In accordance with some embodiments of the present disclosure, a method includes forming a dielectric region between a first semiconductor fin and a second semiconductor fin, wherein the dielectric region comprises a first dielectric layer comprising a bottom portion and sidewall portions over and connected to opposite ends of the bottom portion; and a second dielectric layer between the sidewall portions of the first dielectric layer; recessing the sidewall portions of the first dielectric layer; recessing the first semiconductor fin and the second semiconductor fin to form a first recess and a second recess, respectively; and epitaxially growing a first epitaxy semiconductor region and a second epitaxy semiconductor region from the first recess and the second recess. In an embodiment, portions of the first semiconductor fin and the second semiconductor fin higher than top surfaces of remaining portions of the sidewall portions of the first dielectric layer form a first and a second protruding semiconductor fin, respectively. In an embodiment, the first epitaxy semiconductor region and the second epitaxy semiconductor region are laterally limited in growth by the second dielectric layer. In an embodiment, the first epitaxy semiconductor region forms a vertical interface with the second dielectric layer. In an embodiment, when the epitaxially growing is finished, the first epitaxy semiconductor region does not have any portion overlapping the second dielectric layer.

In accordance with some embodiments of the present disclosure, an integrated circuit device includes a semiconductor substrate; isolation regions extending into the semiconductor substrate; a semiconductor region between opposite portions of the isolation regions; a first dielectric fin and a second dielectric fin on opposite sides of the semiconductor region; and an epitaxy region over and contacting the semiconductor region, wherein the epitaxy region extends laterally beyond edges of the semiconductor region to contact the first dielectric fin and the second dielectric fin. In an embodiment, the epitaxy region forms vertical interfaces with the first dielectric fin and the second dielectric fin. In an embodiment, an entirety of the epitaxy region is in a region between the first dielectric fin and the second dielectric fin. In an embodiment, a portion of the epitaxy region overlaps the first dielectric fin. In an embodiment, the integrated circuit device further includes an air gap between the epitaxy region and the first dielectric fin.

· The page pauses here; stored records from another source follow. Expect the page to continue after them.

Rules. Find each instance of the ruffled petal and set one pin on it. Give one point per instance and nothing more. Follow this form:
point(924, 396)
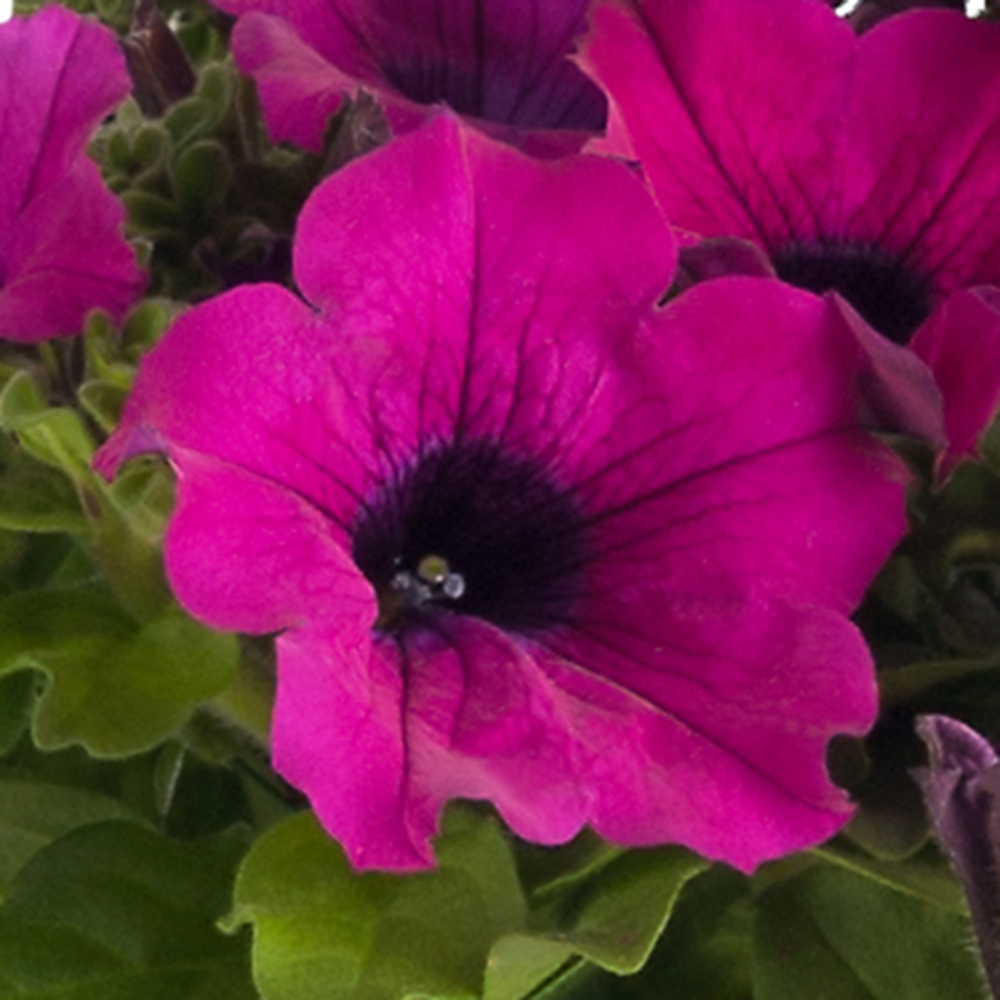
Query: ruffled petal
point(245, 554)
point(62, 249)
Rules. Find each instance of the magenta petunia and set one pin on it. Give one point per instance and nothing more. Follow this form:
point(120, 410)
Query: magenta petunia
point(62, 249)
point(527, 537)
point(502, 63)
point(863, 165)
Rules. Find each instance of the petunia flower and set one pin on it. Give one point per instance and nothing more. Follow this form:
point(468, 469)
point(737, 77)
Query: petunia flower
point(962, 791)
point(503, 63)
point(526, 538)
point(62, 251)
point(863, 165)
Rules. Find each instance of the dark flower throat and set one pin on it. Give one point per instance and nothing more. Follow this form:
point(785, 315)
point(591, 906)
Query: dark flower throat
point(892, 296)
point(468, 529)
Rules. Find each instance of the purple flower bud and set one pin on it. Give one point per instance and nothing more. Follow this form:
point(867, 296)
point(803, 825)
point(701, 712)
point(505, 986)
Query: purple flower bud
point(962, 792)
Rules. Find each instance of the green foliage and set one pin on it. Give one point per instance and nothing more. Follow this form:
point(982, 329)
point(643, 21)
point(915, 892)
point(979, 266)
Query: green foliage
point(33, 814)
point(323, 931)
point(610, 913)
point(831, 934)
point(115, 912)
point(115, 686)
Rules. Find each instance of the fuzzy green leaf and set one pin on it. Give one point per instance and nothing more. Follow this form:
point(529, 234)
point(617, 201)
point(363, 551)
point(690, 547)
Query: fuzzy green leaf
point(834, 934)
point(115, 687)
point(32, 815)
point(612, 918)
point(115, 912)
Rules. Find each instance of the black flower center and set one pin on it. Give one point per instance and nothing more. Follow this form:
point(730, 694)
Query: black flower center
point(468, 529)
point(495, 92)
point(889, 293)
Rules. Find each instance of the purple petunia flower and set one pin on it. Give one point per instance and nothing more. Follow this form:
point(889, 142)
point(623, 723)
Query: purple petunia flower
point(528, 539)
point(502, 63)
point(863, 165)
point(62, 251)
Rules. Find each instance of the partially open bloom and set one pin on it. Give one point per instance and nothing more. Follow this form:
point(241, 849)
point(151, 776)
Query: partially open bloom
point(528, 539)
point(62, 251)
point(962, 792)
point(863, 165)
point(503, 63)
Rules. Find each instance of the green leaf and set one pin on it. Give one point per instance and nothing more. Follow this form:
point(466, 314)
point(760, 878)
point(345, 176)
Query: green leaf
point(611, 918)
point(202, 176)
point(115, 687)
point(925, 876)
point(18, 694)
point(324, 932)
point(103, 402)
point(704, 954)
point(32, 815)
point(836, 935)
point(115, 912)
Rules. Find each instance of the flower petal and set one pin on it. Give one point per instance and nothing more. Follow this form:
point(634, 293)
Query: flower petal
point(961, 345)
point(504, 64)
point(712, 95)
point(253, 369)
point(718, 741)
point(245, 554)
point(64, 256)
point(337, 733)
point(62, 251)
point(482, 312)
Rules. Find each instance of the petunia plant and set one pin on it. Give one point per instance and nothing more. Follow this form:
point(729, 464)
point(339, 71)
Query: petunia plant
point(864, 164)
point(537, 536)
point(503, 63)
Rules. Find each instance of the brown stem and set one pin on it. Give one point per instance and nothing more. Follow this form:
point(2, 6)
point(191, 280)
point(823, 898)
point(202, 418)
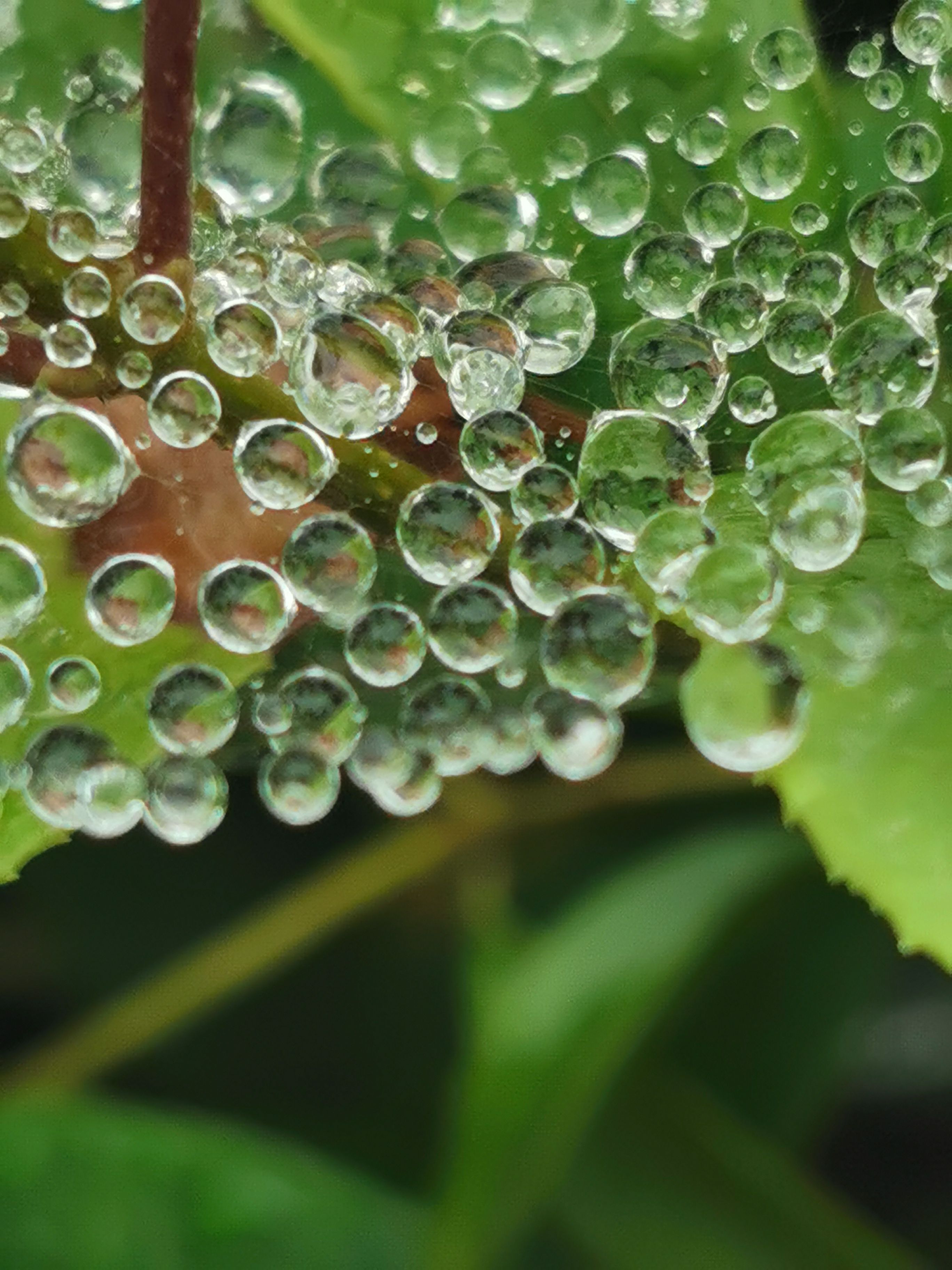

The foregoing outlines features of several embodiments so that those skilled in the art may better understand the aspects of the present disclosure. Those skilled in the art should appreciate that they may readily use the present disclosure as a basis for designing or modifying other processes and structures for carrying out the same purposes and/or achieving the same advantages of the embodiments introduced herein. Those skilled in the art should also realize that such equivalent constructions do not depart from the spirit and scope of the present disclosure, and that they may make various changes, substitutions, and alterations herein without departing from the spirit and scope of the present disclosure.